Strontium ranelate is a drug used to treat osteoporosis. It comes in the form of a white to light yellow powder or crystalline powder. It has no odor and is slightly soluble in water; however, it is almost insoluble in ethanol and easily soluble in dilute hydrochloric acid. It was first studied and developed by the French Servier Company, and it first went on sale in Ireland in November 2004, followed by the United Kingdom in December of the same year. Fujisawa Pharmaceutical Company of Japan has the authorization for the development, production, and marketing of this product in Japan. It is primarily used in the treatment and prevention of osteoporosis in postmenopausal women, significantly lowering the risk of vertebral fractures and hip fractures.
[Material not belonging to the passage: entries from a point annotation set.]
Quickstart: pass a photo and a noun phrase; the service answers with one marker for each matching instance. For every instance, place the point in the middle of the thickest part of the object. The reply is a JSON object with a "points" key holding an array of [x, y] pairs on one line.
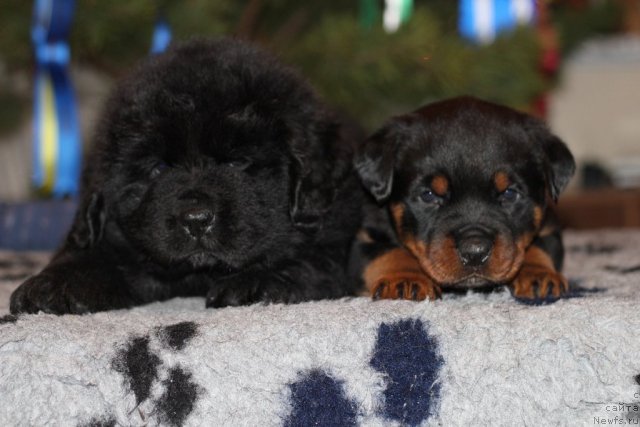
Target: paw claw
{"points": [[416, 288]]}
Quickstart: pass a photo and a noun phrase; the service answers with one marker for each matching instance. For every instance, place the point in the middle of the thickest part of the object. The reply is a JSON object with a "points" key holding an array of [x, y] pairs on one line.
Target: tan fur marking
{"points": [[397, 275], [538, 216], [501, 181], [364, 237], [440, 185]]}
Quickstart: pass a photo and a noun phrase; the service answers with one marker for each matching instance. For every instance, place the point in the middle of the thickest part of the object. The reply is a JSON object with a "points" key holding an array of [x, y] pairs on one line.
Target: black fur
{"points": [[215, 171], [465, 143]]}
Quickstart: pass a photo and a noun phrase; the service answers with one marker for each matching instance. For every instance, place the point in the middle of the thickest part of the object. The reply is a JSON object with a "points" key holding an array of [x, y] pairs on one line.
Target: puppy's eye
{"points": [[509, 195], [428, 196], [158, 169]]}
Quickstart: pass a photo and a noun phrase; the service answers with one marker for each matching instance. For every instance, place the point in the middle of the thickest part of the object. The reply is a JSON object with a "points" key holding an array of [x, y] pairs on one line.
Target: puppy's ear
{"points": [[375, 160], [88, 226], [560, 164]]}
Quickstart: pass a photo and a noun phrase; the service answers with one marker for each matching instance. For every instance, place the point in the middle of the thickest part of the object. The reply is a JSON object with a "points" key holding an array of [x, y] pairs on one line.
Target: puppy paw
{"points": [[413, 287], [69, 292], [539, 283]]}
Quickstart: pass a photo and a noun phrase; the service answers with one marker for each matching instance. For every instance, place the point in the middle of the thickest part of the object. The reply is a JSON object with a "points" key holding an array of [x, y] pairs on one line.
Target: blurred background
{"points": [[574, 63]]}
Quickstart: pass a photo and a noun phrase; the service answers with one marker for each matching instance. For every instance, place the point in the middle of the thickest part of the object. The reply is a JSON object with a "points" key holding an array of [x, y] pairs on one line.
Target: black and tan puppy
{"points": [[463, 189], [215, 171]]}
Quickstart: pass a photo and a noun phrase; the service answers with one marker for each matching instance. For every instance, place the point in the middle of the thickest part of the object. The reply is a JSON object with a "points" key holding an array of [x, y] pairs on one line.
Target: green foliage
{"points": [[367, 73], [375, 74]]}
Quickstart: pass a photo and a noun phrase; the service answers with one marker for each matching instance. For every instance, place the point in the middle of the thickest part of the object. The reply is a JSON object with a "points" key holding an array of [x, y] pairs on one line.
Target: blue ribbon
{"points": [[57, 145], [161, 36]]}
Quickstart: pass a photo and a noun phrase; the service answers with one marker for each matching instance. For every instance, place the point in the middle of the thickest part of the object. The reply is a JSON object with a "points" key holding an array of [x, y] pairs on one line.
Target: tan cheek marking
{"points": [[539, 258], [501, 181], [397, 213], [440, 185], [538, 216]]}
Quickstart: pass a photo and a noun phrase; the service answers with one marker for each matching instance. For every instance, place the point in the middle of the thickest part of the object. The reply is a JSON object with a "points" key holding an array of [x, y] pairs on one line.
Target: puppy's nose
{"points": [[474, 248], [197, 221]]}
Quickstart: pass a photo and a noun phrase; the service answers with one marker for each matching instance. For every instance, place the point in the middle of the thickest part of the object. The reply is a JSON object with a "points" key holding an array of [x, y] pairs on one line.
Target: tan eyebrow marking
{"points": [[440, 185]]}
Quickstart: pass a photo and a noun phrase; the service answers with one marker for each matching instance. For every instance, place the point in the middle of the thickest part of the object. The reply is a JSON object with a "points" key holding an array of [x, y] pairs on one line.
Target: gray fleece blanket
{"points": [[474, 359]]}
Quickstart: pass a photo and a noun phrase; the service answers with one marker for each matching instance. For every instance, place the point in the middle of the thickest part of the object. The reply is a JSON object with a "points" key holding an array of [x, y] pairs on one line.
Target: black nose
{"points": [[474, 248], [197, 221]]}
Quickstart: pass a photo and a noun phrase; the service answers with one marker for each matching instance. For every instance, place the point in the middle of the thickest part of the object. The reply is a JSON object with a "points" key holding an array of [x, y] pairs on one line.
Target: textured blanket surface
{"points": [[473, 359]]}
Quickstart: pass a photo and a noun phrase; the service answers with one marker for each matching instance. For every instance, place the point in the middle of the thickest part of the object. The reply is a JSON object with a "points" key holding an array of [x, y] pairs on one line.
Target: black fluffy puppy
{"points": [[215, 171]]}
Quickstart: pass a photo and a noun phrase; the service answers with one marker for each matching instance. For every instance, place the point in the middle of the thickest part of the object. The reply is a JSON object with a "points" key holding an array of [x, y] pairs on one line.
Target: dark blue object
{"points": [[317, 399], [57, 148], [408, 357], [161, 36], [40, 225]]}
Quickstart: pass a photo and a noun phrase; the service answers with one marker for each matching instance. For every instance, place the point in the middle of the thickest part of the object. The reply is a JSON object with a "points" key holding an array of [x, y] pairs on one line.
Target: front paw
{"points": [[66, 292], [539, 283], [416, 287], [246, 289]]}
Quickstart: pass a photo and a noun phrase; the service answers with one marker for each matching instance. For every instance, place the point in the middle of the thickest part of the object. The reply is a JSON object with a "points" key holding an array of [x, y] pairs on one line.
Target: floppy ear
{"points": [[375, 161], [320, 161], [560, 165]]}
Strontium ranelate has a dual pharmacological inhibitory effect, inhibiting bone absorption while also encouraging bone formation. On the one hand, it can increase the synthesis of collagen and non-collagen proteins in osteoblast-enriched cells and promote osteoblast-mediated bone formation mediated by osteoblasts by enhancing pre-osteoblast proliferation. On the other hand, by decreasing osteoclast differentiation and reabsorbing activity, as well as further reducing bone absorption, it achieves a rebalance of bone turnover, thereby increasing bone formation.


Strontium ranelate is a prescription drug that is approved in over 70 countries for the treatment of postmenopausal osteoporosis in order to reduce the risk of vertebral and hip fractures. The FDA has not approved strontium ranelate for use in the United States. Strontium ranelate is a medicine prescribed by the National Health Service in the United Kingdom for the treatment of postmenopausal osteoporosis.

In the year 2000, two large phases III clinical trials, SOTI (Spinal Osteoporosis Therapeutic Intervention) and TROPOS (Treatment of Peripheral Osteoporosis), were launched to investigate the efficacy of strontium ranelate in reducing vertebral fractures and peripheral fractures, including hip fractures. Strontium ranelate showed a significant reduction in vertebral fractures (41% reduction) and hip fractures (36% reduction) compared to patients treated with placebo over a three-year period, according to results published in 2004.

The efficacy was maintained over a five-year period of data. The 5-year data confirmed that strontium ranelate can significantly reduce vertebral fractures regardless of the risk factors of osteoporotic women. These factors include their age (70, 70–80, and >80), bone mineral density (osteoporotic and osteopenia), prevalent fractures (0, 1–2, and >2 prevalent fractures), symptomatic fractures, body mass index, and smoking.

In very old elderly and osteopenic patients, strontium ranelate has anti-fracture efficacy.